In ihren Arbeiten verband Dufourmantelle auf vornehmste Art philosophisches Denken mit gesellschaftlicher Realität. Sie starb beim Versuch, den ertrinkenden Sohn einer Freundin zu retten.

Von Joseph Hanimann

Selten haben Philosophen Gelegenheit, ihr Tun mit ihrem Denken bis zur letzten Konsequenz in Einklang zu bringen.

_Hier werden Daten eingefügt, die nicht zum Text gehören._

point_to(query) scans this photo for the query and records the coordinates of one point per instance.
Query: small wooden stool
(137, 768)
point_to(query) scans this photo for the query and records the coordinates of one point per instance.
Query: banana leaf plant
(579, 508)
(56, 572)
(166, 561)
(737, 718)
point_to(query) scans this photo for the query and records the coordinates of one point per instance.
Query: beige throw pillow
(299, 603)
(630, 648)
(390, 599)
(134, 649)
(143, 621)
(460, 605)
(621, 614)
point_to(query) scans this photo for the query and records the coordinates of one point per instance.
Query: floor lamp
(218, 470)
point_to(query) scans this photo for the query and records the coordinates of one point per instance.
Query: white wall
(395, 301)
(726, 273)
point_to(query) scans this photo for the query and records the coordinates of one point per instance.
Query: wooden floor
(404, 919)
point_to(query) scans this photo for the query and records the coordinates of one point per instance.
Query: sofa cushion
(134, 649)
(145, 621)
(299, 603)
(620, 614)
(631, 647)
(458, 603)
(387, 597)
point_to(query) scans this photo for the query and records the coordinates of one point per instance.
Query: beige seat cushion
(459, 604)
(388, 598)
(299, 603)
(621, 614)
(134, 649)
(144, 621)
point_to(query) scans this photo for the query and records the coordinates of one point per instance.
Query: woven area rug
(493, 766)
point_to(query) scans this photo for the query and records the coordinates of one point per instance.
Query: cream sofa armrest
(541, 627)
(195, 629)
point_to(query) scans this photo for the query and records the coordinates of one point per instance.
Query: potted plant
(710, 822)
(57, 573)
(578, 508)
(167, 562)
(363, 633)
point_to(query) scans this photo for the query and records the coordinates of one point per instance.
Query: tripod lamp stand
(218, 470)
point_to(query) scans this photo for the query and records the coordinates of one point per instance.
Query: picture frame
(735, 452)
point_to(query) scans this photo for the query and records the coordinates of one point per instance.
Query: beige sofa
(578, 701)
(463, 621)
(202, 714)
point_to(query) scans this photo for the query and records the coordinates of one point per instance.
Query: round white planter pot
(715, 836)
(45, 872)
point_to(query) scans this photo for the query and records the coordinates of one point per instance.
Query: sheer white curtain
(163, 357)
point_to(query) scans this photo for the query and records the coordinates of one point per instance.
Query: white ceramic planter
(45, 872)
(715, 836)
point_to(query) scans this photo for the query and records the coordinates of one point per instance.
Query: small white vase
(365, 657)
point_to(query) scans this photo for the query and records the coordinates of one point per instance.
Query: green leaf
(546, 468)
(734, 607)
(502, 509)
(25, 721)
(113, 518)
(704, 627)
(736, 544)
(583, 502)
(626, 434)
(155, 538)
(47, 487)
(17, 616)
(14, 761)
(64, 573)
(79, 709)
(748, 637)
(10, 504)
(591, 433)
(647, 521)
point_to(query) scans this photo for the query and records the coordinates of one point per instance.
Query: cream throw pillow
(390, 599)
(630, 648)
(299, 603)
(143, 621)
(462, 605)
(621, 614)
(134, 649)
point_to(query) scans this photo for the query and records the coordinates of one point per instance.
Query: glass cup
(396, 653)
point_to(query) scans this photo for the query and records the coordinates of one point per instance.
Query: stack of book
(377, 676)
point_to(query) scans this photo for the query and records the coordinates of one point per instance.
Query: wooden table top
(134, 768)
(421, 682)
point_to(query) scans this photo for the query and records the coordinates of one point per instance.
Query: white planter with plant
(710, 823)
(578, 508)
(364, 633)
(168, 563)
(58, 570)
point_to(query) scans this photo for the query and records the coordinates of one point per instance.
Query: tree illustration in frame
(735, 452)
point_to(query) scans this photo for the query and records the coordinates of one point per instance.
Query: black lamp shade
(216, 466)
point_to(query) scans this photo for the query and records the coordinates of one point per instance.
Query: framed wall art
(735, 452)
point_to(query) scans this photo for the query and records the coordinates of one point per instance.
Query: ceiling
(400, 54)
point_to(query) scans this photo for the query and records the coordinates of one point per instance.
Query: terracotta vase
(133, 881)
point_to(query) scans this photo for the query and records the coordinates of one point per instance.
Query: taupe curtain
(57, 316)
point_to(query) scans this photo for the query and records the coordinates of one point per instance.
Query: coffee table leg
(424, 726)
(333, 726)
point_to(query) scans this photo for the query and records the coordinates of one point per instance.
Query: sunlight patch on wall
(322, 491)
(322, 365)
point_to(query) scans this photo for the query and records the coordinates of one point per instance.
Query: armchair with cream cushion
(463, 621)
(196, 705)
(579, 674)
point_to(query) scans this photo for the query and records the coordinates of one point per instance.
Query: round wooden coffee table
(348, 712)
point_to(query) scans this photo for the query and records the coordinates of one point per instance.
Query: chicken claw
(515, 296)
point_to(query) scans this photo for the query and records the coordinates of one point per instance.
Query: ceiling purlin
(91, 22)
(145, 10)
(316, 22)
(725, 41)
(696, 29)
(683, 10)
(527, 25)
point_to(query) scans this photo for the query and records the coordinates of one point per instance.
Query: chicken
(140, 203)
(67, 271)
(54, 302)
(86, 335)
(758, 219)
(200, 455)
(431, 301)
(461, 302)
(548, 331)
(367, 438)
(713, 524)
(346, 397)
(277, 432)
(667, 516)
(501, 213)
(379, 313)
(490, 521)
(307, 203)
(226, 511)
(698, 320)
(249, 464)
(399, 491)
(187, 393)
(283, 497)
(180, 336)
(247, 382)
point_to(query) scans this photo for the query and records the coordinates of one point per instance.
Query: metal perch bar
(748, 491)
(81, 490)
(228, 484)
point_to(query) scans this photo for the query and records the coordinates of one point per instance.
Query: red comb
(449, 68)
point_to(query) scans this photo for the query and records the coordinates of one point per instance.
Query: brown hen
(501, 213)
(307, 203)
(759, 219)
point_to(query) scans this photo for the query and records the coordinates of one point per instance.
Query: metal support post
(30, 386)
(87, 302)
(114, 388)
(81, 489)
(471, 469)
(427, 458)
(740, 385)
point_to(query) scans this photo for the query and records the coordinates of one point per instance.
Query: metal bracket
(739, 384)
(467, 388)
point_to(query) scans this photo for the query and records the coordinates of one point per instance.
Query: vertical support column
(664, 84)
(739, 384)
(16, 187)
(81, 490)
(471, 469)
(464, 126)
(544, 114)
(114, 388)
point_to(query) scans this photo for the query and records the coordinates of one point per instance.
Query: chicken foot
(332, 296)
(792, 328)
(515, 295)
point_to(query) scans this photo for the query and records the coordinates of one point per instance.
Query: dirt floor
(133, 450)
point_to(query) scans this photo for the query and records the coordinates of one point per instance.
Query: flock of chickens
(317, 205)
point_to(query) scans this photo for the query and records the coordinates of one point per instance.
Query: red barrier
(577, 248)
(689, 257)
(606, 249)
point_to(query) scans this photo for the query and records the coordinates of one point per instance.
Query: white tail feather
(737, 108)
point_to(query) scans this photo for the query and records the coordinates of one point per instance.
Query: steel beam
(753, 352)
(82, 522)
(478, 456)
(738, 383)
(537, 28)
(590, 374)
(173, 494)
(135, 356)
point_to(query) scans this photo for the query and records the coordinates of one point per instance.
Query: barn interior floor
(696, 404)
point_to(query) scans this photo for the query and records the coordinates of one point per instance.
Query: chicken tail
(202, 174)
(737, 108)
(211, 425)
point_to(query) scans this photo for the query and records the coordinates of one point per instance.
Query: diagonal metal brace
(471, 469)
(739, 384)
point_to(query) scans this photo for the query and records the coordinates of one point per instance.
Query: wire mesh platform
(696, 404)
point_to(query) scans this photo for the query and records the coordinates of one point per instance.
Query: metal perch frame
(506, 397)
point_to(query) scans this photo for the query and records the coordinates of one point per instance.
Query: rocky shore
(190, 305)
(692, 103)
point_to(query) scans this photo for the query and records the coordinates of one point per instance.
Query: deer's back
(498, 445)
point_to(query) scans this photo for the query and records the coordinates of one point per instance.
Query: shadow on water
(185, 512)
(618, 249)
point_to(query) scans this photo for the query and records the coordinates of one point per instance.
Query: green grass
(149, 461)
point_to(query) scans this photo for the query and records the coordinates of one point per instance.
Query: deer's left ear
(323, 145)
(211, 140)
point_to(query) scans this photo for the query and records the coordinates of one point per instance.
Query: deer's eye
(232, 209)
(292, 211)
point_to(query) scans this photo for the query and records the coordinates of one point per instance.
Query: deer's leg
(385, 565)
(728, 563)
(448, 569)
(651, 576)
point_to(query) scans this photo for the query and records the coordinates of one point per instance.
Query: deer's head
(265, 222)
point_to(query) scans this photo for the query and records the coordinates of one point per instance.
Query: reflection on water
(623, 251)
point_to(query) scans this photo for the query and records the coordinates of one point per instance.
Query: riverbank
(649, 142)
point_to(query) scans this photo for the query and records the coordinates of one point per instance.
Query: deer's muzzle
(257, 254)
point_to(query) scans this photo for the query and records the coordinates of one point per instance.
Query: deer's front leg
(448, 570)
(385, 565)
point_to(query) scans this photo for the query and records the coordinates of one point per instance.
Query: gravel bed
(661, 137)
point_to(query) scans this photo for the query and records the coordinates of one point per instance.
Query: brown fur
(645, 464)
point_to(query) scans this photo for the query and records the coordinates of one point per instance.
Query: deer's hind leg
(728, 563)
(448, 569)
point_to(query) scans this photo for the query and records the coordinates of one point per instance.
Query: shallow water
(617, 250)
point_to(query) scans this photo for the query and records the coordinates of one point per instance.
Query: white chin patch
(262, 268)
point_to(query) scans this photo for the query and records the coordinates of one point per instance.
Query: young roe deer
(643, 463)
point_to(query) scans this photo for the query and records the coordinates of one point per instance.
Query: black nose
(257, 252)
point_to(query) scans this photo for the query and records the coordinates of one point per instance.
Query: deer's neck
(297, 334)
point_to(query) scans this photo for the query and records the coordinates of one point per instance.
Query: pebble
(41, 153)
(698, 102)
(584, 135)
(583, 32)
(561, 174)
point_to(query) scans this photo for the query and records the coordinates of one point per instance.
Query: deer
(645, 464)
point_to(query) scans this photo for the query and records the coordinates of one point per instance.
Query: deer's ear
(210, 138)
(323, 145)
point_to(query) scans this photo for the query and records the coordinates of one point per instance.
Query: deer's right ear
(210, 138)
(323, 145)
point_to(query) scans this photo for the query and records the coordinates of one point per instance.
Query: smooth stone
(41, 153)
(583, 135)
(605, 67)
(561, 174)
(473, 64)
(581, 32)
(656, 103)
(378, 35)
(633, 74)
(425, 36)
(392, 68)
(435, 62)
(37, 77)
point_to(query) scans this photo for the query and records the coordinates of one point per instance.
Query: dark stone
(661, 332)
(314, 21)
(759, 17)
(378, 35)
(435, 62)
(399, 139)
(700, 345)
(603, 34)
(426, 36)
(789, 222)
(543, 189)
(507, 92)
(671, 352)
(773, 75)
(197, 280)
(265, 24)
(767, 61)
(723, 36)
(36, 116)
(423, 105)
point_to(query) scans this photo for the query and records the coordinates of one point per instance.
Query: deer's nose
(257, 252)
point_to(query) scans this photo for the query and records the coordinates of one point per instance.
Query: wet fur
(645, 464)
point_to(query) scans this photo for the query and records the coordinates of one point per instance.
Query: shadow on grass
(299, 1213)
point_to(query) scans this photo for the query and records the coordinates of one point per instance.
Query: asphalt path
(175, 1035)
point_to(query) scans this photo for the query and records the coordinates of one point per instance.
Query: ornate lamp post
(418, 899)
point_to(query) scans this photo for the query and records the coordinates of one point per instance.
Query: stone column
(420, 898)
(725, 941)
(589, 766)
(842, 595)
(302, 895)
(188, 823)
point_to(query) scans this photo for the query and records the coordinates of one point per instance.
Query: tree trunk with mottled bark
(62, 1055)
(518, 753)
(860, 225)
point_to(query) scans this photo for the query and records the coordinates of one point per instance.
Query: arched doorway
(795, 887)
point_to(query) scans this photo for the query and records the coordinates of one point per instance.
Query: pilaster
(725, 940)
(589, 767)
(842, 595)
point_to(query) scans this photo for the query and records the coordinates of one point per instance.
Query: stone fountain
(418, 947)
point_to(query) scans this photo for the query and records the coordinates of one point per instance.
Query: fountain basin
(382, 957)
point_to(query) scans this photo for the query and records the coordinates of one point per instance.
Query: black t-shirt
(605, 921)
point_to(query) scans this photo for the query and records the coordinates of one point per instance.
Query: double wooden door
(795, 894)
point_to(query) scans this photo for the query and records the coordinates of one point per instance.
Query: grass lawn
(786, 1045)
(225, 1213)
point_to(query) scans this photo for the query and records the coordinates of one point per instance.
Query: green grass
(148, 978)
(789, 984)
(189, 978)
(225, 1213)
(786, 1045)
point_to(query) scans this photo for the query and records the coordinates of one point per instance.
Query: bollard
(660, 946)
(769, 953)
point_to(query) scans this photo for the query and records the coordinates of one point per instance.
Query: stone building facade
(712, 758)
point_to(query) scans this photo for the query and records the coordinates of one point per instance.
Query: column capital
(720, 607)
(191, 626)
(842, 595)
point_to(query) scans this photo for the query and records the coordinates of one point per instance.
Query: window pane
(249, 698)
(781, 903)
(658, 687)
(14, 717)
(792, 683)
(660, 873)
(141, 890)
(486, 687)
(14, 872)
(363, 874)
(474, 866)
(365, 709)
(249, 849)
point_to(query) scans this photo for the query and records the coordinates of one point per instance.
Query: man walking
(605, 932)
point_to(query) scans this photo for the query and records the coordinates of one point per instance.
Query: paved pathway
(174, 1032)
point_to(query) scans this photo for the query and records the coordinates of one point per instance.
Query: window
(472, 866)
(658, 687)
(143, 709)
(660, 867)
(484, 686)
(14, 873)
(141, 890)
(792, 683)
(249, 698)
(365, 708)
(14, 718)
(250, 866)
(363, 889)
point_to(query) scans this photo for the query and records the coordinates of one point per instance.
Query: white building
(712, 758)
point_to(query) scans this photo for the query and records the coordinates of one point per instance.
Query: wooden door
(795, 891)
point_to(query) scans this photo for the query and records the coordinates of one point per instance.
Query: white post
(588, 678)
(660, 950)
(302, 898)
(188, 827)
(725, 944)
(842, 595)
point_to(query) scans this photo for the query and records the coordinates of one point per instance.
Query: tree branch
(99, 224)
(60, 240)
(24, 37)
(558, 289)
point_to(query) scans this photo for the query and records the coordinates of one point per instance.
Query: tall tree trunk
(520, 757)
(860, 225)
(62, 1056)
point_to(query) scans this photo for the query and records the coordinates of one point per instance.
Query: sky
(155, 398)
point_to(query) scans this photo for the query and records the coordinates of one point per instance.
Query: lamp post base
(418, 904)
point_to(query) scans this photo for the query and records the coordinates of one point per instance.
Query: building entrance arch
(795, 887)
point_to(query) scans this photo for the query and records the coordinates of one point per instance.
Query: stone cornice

Die französische Psychoanalytikerin und Philosophin Anne Dufourmantelle hatte die Aufmerksamkeit für andere und die Gastfreundschaft zu einem Hauptthema ihres Denkens gemacht und starb nun in Südfrankreich beim Versuch, den ertrinkenden Sohn einer Freundin zu retten. "De l'hospitalité" (Gastfreundschaft) hieß 1997 ein Buch, das die 1964 in Paris geborene Psychoanalytikerin und Tochter einer Psychoanalytikerin zusammen mit dem Philosophen Jacques Derrida publizierte. Die auch als Verlegerin, Journalistin und Romanautorin tätige Kosmopolitin der vornehmsten Art verband philosophisches Denken gern mit gesellschaftlicher Realität und scheute sich nicht, mit unbequemen Thesen zu brüskieren.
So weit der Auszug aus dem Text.